MILAN: Milli-Annotations for Lidar Semantic Segmentation

TL;DR

MILAN tackles the high cost of annotating lidar point clouds for semantic segmentation by combining self-supervised 3D features with a three-stage pipeline: diverse frame selection, cluster-based cheap annotation of selected frames, and semi-supervised training using pseudo-labels and a teacher-student EMA to leverage unlabeled data. It leverages ScaLR-based 3D features for frame diversity and point clustering, enabling annotators to label cluster centers with a single action and propagate labels across clusters. The approach achieves near fully-supervised performance on SemanticKITTI and nuScenes with annotations orders of magnitude lower than full labeling (as low as one-tenth of a percent in some cases) and demonstrates competitive or superior results against state-of-the-art annotation-cost reduction methods. The work emphasizes simplicity, scalability, and practical impact for deploying high-quality lidar segmentation with massively reduced labeling effort.

Abstract

Annotating lidar point clouds for autonomous driving is a notoriously expensive and time-consuming task. In this work, we show that the quality of recent self-supervised lidar scan representations allows a great reduction of the annotation cost. Our method has two main steps. First, we show that self-supervised representations allow a simple and direct selection of highly informative lidar scans to annotate: training a network on these selected scans leads to much better results than a random selection of scans and, more interestingly, to results on par with selections made by SOTA active learning methods. In a second step, we leverage the same self-supervised representations to cluster points in our selected scans. Asking the annotator to classify each cluster, with a single click per cluster, then permits us to close the gap with fully-annotated training sets, while only requiring one thousandth of the point labels.
Paper Structure (42 sections, 2 equations, 4 figures, 8 tables, 1 algorithm)

This paper contains 42 sections, 2 equations, 4 figures, 8 tables, 1 algorithm.

Figures (4)

  • Figure 1: Performance (mIoU%) obtained with MILAN using WaffleIron puy23waffleiron on SemanticKITTI and nuScenes for different (very) low levels of annotation. We compare our results to those of a model trained in a fully-supervised fashion with $100\%$ of the labels. We observe that with just $0.05\%$ of annotated points on SemanticKITTI, we obtain results on-par with those of the fully-supervised model. On the more challenging nuScenes dataset, we reach results similar to the fully supervised baseline with as little as 0.9% of annotated points.
  • Figure 2: MILAN's annotation pipeline.

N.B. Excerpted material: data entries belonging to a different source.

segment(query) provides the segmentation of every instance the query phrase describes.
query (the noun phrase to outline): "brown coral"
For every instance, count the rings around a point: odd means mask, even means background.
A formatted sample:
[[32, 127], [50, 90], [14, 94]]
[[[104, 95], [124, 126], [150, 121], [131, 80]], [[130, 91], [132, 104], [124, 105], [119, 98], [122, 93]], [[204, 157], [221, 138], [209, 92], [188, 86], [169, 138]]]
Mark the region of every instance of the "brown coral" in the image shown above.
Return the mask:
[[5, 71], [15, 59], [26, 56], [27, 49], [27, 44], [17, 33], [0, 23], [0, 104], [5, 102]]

The sequences of scans are first pruned to remove highly similar consecutive frames. Then a subset of scans with high diversity are selected using our scalable SeedAL method. For each selected scan, the points are clustered using self-supervised features. One point in each cluster is presented to an annotator, to prove a semantic label. The resulting sparse annotations are then propagated to the whole scan by giving the same label to all points falling in the same cluster. This scarce-annotation pipeline is followed by self-training.
  • Figure 3: Comparison of our direct (non iterative) data selection strategy MILAN with SOTA active learning strategies on SemanticKITTI. All models are trained using SPVCNN as network architecture and using solely the scans with labeled points for training (no semi-supervision).
  • Figure 4: Quality of our propagated labels. Left: Our propagated labels after annotating 1% and 2% of the points per scan on SemanticKITTI (first two rows) and nuScenes (last two rows), respectively. Right: Ground truth labels.